I have the Lee Valley unit. The saw is made with very fine teeth. It takes a while to cut a single side of a dove tail, slow cutting. The saw does not harm the sheet of film between the strong magnet and the blade of the saw. Still I have not got a good looking dovetail. I have gone back to looking at Incra and Porter Cable dovetail jigs.


----------



## Cherryville Chuck (Sep 28, 2010)

Welcome to the forum Robert and thanks for your input.


----------



## Stick486 (Jan 4, 2013)

Welcome to your new 2nd home Robert...


----------



## DesertRatTom (Jul 3, 2012)

@Robert Starkey Hi Robert, glad you've joined the fun. Consider one of the router table top jigs.

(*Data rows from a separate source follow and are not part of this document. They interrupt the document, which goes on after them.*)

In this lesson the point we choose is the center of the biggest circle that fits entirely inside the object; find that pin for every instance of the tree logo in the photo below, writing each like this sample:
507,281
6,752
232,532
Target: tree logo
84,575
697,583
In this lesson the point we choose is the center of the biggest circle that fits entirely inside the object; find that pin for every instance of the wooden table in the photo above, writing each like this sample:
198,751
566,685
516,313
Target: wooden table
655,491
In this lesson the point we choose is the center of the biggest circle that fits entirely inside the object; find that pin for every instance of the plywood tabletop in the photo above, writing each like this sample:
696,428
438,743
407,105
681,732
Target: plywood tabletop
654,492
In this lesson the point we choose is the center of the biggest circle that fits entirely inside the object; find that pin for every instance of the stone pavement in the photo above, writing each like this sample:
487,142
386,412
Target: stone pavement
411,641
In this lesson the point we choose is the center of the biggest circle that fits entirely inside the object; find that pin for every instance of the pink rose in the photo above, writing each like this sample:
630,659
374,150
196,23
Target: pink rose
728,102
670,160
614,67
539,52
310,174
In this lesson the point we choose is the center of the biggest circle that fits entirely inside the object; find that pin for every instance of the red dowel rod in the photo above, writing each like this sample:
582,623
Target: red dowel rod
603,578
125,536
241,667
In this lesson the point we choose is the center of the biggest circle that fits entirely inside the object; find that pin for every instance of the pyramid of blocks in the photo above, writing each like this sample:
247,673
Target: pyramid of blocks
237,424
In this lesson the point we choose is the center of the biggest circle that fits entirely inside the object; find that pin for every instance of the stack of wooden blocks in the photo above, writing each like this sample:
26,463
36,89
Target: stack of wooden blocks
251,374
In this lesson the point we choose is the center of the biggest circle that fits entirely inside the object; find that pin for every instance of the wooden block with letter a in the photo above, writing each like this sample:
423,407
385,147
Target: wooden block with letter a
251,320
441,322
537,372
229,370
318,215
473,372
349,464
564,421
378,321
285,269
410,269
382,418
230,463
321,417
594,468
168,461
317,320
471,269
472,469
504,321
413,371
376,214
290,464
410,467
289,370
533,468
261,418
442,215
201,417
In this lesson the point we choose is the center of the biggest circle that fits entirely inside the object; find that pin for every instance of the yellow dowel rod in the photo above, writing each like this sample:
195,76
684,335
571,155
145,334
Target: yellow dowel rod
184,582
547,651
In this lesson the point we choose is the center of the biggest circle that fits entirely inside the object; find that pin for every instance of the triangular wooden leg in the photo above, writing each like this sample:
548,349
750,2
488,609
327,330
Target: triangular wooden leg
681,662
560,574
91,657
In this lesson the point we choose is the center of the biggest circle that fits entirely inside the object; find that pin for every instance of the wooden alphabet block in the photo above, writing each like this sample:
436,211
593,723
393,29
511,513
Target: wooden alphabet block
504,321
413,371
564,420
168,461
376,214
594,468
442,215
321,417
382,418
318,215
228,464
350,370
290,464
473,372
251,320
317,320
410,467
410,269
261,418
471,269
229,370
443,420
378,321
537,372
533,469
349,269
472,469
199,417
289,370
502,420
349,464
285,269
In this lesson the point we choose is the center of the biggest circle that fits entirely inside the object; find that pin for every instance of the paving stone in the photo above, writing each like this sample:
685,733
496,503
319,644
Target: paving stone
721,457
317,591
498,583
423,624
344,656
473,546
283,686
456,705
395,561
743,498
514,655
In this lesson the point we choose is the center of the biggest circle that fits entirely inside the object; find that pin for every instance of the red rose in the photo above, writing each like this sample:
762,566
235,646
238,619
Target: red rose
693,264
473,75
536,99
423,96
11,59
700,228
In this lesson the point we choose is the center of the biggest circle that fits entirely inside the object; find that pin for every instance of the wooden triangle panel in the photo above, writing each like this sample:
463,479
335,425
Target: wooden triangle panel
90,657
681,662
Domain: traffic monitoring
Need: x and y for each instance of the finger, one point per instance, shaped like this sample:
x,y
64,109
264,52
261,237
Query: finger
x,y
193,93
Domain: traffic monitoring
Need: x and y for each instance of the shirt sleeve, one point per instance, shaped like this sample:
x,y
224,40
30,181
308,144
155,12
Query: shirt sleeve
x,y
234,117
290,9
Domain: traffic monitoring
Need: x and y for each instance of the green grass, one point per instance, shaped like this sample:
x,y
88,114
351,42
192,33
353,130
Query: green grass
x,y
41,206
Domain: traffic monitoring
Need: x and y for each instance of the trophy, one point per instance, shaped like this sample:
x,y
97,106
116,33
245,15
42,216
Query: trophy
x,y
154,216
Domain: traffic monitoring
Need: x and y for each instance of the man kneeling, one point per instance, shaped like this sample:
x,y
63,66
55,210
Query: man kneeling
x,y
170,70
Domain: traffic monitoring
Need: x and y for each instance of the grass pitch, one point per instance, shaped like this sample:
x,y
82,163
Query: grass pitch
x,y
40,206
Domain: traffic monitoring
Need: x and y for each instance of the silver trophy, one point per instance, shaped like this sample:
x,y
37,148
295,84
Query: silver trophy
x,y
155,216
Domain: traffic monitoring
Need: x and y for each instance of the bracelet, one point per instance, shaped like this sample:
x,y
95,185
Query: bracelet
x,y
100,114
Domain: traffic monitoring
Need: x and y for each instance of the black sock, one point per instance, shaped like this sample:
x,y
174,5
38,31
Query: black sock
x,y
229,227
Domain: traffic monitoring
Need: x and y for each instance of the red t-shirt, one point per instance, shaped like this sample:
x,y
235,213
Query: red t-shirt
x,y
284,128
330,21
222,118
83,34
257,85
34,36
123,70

The older jigs that use a freehand router are tricky. I have and like the Sommerfeld Katey Jig, but there are several others. Here's a link. Others will be along to suggest the others, I am sure


----------



## tomp913 (Mar 7, 2014)

A little off-topic but I have become a big fan of the Japanese pull-style saws. I bought this saw and magnetic guide https://www.amazon.com/gp/product/B000U6T0GO/ref=oh_aui_detailpage_o03_s00?ie=UTF8&psc=1 after I sold my radial arm saw, mostly for quick cuts while I was in the middle of a project. I was surprised at how accurately it cuts, and the included saw cuts fast and leaves a very smooth finish.


----------



## DesertRatTom (Jul 3, 2012)

@tomp913 I have a Dozuki pull saw, about 14 inches long with a stiffener on top, and replaceable blades that I really love to use. Very accurate and surgically sharp. Have to be careful about bringing it to a stop in time because it cuts as a knife through butter. I use it to cut off overhanging splines on mitered corners. Never seems to nick the surrounding wood.


----------